Dosage and Administration:
Domperidone should be used at the lowest effective dose for the shortest duration necessary to control nausea and vomiting. Patients should try to take each dose at the scheduled time. If a scheduled dose is missed, the missed dose should be omitted and the usual dosing schedule resumed. The dose should not be doubled to make up for a missed dose. Usually, the maximum treatment duration should not exceed one week.

NOTE: Suppositories are unsuitable for use in children weighing less than 5 kg.

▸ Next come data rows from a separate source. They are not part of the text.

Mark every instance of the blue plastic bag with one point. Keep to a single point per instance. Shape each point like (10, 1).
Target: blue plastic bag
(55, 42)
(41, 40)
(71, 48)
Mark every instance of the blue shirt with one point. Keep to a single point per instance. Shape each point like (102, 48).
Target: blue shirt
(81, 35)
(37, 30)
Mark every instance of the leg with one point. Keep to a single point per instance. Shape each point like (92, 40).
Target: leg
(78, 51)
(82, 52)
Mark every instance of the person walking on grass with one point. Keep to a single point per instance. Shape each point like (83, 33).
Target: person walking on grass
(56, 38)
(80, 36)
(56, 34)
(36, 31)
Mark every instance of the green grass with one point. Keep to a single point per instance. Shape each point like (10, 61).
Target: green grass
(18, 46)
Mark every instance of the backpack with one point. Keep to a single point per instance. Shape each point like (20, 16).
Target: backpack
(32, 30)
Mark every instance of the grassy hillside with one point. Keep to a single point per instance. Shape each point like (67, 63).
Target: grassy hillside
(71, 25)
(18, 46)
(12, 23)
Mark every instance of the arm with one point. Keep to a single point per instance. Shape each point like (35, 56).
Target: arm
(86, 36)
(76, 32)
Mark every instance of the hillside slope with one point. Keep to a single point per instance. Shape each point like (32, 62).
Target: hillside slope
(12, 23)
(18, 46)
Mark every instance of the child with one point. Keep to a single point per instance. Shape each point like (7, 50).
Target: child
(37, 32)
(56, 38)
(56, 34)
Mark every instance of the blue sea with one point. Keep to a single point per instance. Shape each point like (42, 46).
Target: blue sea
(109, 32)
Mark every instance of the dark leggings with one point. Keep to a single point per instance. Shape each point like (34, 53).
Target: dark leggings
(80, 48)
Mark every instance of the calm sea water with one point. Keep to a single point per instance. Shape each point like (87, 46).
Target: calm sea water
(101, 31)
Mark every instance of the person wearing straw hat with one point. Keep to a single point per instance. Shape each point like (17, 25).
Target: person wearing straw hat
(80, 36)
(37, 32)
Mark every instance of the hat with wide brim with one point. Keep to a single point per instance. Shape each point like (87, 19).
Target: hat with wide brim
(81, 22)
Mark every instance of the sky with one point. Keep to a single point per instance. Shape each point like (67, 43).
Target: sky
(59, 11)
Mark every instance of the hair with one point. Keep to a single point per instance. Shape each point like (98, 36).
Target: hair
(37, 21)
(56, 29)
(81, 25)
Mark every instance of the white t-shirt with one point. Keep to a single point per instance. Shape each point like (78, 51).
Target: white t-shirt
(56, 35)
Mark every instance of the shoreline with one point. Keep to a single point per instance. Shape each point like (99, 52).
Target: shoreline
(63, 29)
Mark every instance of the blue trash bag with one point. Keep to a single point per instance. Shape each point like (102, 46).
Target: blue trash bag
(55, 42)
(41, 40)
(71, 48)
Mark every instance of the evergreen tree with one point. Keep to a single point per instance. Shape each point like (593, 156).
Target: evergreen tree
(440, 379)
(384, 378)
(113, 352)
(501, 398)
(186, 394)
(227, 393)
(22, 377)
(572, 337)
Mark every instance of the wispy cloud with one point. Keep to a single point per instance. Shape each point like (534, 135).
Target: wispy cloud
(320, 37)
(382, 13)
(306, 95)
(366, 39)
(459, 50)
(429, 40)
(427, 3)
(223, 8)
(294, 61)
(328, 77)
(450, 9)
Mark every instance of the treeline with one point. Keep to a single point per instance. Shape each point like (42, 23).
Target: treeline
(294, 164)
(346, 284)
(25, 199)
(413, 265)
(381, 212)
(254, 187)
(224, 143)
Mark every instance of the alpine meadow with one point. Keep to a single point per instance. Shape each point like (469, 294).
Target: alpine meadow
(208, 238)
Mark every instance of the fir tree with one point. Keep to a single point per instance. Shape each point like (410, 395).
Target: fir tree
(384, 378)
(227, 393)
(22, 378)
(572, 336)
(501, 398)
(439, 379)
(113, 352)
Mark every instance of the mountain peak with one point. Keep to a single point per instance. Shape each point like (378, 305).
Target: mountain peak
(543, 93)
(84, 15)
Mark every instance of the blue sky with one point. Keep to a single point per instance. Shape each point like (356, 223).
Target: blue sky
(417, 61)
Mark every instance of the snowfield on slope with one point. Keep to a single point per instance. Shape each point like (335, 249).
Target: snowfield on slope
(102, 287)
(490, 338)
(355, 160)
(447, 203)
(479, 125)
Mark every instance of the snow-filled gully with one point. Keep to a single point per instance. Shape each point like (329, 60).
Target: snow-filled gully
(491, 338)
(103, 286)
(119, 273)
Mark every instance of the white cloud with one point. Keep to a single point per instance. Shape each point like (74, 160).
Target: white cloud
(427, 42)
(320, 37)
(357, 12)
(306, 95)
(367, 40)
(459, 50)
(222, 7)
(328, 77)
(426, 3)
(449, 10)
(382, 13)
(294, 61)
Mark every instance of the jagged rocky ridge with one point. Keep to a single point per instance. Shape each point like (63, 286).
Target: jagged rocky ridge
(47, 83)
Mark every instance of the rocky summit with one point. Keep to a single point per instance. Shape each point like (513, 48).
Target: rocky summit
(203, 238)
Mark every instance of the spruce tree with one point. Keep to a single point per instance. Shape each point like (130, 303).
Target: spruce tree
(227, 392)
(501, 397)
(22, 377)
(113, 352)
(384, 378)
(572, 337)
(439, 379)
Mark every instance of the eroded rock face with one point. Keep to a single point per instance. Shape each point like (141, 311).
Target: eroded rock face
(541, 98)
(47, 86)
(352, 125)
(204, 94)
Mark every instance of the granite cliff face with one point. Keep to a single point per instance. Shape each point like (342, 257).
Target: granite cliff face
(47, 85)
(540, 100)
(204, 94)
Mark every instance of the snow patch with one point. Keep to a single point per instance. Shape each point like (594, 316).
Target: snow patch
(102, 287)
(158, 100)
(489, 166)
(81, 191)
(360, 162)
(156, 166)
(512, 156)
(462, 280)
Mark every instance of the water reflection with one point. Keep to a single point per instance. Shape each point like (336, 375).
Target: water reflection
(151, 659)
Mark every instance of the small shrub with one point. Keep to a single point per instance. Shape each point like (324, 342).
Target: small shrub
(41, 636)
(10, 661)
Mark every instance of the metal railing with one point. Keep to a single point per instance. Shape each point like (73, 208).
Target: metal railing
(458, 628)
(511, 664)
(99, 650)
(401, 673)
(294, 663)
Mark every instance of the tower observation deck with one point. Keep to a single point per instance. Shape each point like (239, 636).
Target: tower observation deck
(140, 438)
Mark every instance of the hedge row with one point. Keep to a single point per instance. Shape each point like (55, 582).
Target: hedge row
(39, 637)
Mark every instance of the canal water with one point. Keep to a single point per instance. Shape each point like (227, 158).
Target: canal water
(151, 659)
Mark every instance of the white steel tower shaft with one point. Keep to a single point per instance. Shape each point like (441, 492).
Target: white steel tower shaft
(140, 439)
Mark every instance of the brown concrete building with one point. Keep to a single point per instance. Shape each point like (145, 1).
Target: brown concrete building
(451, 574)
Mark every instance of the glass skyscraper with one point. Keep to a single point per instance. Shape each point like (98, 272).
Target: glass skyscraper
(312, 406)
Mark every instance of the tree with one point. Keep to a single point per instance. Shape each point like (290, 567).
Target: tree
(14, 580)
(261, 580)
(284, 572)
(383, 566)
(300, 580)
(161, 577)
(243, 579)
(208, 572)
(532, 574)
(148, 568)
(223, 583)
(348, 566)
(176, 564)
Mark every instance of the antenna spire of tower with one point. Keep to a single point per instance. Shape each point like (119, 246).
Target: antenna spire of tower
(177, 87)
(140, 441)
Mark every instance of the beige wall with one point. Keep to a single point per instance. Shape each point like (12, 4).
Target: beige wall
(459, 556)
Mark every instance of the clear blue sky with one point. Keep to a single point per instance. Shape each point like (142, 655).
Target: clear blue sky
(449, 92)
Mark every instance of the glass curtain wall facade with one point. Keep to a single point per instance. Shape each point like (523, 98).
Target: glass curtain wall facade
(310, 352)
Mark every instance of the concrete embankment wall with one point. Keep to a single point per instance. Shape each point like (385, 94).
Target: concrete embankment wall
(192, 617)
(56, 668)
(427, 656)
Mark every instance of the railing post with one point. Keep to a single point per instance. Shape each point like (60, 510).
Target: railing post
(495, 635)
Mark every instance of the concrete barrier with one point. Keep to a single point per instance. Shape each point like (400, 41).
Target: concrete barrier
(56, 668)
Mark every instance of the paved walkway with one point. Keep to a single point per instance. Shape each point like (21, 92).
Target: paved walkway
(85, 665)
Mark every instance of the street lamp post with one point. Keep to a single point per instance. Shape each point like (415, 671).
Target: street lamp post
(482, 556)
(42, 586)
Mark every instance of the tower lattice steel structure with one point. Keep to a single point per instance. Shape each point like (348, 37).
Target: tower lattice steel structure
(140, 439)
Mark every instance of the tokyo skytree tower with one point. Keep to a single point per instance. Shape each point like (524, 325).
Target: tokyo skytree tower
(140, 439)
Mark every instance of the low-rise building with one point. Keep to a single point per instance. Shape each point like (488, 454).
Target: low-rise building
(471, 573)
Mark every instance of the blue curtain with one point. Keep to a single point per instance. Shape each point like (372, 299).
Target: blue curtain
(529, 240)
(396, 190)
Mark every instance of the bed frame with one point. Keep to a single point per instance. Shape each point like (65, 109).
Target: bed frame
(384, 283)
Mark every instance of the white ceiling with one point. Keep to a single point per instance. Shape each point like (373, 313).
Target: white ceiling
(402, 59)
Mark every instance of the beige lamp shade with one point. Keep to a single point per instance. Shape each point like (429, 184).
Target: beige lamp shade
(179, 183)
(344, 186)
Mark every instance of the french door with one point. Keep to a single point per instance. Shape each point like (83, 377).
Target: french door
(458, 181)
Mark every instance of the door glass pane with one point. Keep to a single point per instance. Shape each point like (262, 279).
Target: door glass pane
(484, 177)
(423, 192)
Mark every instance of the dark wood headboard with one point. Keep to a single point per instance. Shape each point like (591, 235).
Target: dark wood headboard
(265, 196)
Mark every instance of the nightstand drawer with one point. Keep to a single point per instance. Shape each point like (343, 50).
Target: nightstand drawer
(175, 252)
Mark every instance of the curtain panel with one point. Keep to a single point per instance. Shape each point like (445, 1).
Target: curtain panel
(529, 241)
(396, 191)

Hepatic Impairment Domperidone is contraindicated in moderate or severe hepatic impairment. Dose modification in mild hepatic impairment is however not needed.
Renal Impairment
Since the elimination half-life of domperidone is prolonged in severe renal impairment, on repeated administration, the dosing frequency of Domperidone should be reduced to once or twice daily depending on the severity of the impairment, and the dose may need to be reduced.
Pregnancy and lactation
Pregnancy
There are limited post-marketing data on the use of domperidone in pregnant women. Therefore Domperidone should only be used during pregnancy when justified by the anticipated therapeutic benefit.
Breast-feeding
Domperidone is excreted in human milk and breast-fed infants receive less than 0.1% of the maternal weight-adjusted dose. A decision should be made whether to discontinue breast-feeding or to discontinue/abstain from domperidone therapy taking into account the benefit of breast-feeding for the child and the benefit of therapy for the woman. Caution should be exercised in case of QTc-prolongation risk factors in breast-fed infants.
Overdose:
Symptoms:
Overdose has been reported primarily in infants and children. Symptoms of overdose may include agitation, altered consciousness, convulsion, disorientation, somnolence and extrapyramidal reactions.
Treatment:
There is no specific antidote to domperidone. ECG monitoring should be undertaken. Gastric lavage, as well as the administration of activated charcoal, may be useful. Close medical supervision and supportive therapy is recommended. Anticholinergic, anti-parkinson drugs may be helpful in controlling the extrapyramidal disorders.
Storage conditions: store at room temperature (15-30)°c.
Package:Box contains plastic blisters with 6 suppositories.